Runs take 3–15 minutes. discover() polls automatically and logs progress — queue position, estimated wait, current pipeline step, and ETA. For background runs, see Running asynchronously.

Full Python SDK reference · Example notebook


What you get back

Each Pattern in result.patterns looks like this (real output from a crop yield dataset):

python
Pattern(
    description="When humidity is between 72–89% AND wind speed is below 12 km/h, "
                "crop yield increases by 34% above the dataset average",
    conditions=[
        {"type": "continuous", "feature": "humidity_pct",
         "min_value": 72.0, "max_value": 89.0},
        {"type": "continuous", "feature": "wind_speed_kmh",
         "min_value": 0.0, "max_value": 12.0},
    ],
    p_value=0.003,              # FDR-corrected
    novelty_type="novel",
    novelty_explanation="Published studies examine humidity and wind speed as independent "
                        "predictors, but this interaction effect — where low wind amplifies "
                        "the benefit of high humidity within a specific range — has not been "
                        "reported in the literature.",
    citations=[
        {"title": "Effects of relative humidity on cereal crop productivity",
         "authors": ["Zhang, L.", "Wang, H."], "year": "2021",
         "journal": "Journal of Agricultural Science"},
    ],
    target_change_direction="max",
    abs_target_change=0.34,     # 34% increase
    support_count=847,          # rows matching this pattern
    support_percentage=16.9,
)

Key things to notice:

  • Patterns are combinations of conditions — humidity AND wind speed together, not just "more humidity is better"
  • Specific thresholds — 72–89%, not a vague correlation
  • Novel vs confirmatory — every pattern is classified; confirmatory ones validate known science, novel ones are what you came for
  • Citations — shows what IS known, so you can see what's genuinely new
  • report_url links to an interactive web report with all patterns visualised

The result.summary gives an LLM-generated narrative overview:

python
result.summary.overview
# "Disco identified 14 statistically significant patterns. 5 are novel.
#  The strongest driver is a previously unreported interaction between humidity
#  and wind speed at specific thresholds."

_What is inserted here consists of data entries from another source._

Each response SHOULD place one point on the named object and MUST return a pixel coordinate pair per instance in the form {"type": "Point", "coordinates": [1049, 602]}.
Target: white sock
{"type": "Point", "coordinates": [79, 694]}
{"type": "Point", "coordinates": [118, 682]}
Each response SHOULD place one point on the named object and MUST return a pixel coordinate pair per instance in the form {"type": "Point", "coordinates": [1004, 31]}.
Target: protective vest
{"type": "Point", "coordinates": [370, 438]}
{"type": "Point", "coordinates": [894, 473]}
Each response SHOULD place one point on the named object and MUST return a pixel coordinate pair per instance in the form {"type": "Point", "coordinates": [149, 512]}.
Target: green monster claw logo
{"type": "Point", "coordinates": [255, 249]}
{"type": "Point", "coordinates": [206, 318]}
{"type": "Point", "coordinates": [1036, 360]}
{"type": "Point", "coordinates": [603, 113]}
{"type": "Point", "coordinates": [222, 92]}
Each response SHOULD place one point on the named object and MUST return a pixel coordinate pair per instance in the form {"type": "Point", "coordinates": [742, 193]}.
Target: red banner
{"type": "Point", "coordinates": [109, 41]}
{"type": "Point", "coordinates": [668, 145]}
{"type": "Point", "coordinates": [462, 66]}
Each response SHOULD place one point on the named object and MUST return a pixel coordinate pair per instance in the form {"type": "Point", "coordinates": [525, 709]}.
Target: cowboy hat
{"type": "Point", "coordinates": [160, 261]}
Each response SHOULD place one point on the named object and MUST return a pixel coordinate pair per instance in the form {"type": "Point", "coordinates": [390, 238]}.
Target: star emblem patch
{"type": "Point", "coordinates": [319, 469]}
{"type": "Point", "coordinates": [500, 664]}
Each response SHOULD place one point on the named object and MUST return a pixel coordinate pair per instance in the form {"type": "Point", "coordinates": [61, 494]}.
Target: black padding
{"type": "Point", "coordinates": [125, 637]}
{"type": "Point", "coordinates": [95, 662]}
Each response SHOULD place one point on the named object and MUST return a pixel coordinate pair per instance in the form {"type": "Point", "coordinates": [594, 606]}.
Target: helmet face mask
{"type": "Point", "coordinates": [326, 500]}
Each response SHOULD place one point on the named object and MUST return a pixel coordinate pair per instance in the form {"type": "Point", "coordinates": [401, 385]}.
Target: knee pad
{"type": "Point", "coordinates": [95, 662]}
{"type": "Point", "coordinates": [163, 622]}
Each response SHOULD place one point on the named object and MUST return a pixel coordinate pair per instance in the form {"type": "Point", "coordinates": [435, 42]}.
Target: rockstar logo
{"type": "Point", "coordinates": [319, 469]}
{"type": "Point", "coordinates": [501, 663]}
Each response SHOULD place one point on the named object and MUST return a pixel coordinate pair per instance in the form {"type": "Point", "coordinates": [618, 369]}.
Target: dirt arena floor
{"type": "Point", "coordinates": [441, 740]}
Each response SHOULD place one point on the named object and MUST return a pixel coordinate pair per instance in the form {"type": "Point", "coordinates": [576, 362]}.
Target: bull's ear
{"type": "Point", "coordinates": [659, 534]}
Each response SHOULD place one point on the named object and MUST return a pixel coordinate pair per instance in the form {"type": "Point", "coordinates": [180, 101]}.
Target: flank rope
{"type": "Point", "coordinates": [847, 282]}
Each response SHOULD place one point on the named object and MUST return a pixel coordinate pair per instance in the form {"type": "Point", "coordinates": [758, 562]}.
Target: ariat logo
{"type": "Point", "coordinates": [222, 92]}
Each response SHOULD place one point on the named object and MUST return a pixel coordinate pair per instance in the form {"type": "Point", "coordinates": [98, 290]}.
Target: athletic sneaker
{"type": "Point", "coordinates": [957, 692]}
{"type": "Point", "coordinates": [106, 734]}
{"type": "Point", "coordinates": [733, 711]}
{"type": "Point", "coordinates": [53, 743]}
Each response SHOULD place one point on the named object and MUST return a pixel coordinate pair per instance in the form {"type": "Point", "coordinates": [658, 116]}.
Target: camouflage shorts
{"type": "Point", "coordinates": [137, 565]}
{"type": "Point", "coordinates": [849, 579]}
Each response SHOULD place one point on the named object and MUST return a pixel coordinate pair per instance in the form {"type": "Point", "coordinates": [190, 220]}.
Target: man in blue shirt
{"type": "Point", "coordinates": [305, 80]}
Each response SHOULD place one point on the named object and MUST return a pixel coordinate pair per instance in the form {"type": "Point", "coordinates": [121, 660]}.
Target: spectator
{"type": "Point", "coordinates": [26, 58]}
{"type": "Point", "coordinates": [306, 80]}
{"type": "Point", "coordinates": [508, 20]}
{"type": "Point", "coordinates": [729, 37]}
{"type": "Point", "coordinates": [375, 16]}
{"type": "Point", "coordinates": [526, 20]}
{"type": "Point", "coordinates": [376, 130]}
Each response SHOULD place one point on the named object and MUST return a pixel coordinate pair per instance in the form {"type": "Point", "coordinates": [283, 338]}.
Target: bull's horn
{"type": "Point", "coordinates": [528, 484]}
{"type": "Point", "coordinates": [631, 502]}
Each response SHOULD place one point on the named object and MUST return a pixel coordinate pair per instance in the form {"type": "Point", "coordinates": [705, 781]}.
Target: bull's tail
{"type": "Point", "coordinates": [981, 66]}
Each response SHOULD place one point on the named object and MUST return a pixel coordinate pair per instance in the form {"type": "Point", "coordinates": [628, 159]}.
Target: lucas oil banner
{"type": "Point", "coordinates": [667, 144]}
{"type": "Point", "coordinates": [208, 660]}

result.summary.key_insights
# ["Humidity × low wind speed at 72–89% humidity produces a 34% yield increase — novel.",
#  "Soil nitrogen above 45 mg/kg shows diminishing returns when phosphorus is below 12 mg/kg.",
#  ...]

How it works

Disco is a pipeline, not prompt engineering over data. It:

  1. Trains machine learning models on a subset of your data
  2. Uses interpretability techniques to extract learned patterns
  3. Validates every pattern on the held-out data with FDR correction (Benjamini-Hochberg)
  4. Checks surviving patterns against academic literature via semantic search

You cannot replicate this by writing pandas code or asking an LLM to look at a CSV. It finds structure that hypothesis-driven analysis misses because it doesn't start with hypotheses.


Preparing your data

Before running, exclude columns that would produce meaningless findings. Disco finds statistically real patterns — but if the input includes columns that are definitionally related to the target, the patterns will be tautological.

Exclude:

  1. Identifiers — row IDs, UUIDs, patient IDs, sample codes
  2. Data leakage — the target renamed or reformatted (e.g., diagnosis_text when the target is diagnosis_code)
  3. Tautological columns — alternative encodings of the same construct as the target. If target is serious, then serious_outcome, not_serious, death are all part of the same classification. If target is profit, then revenue and cost together compose it. If target is a survey index, the sub-items are tautological.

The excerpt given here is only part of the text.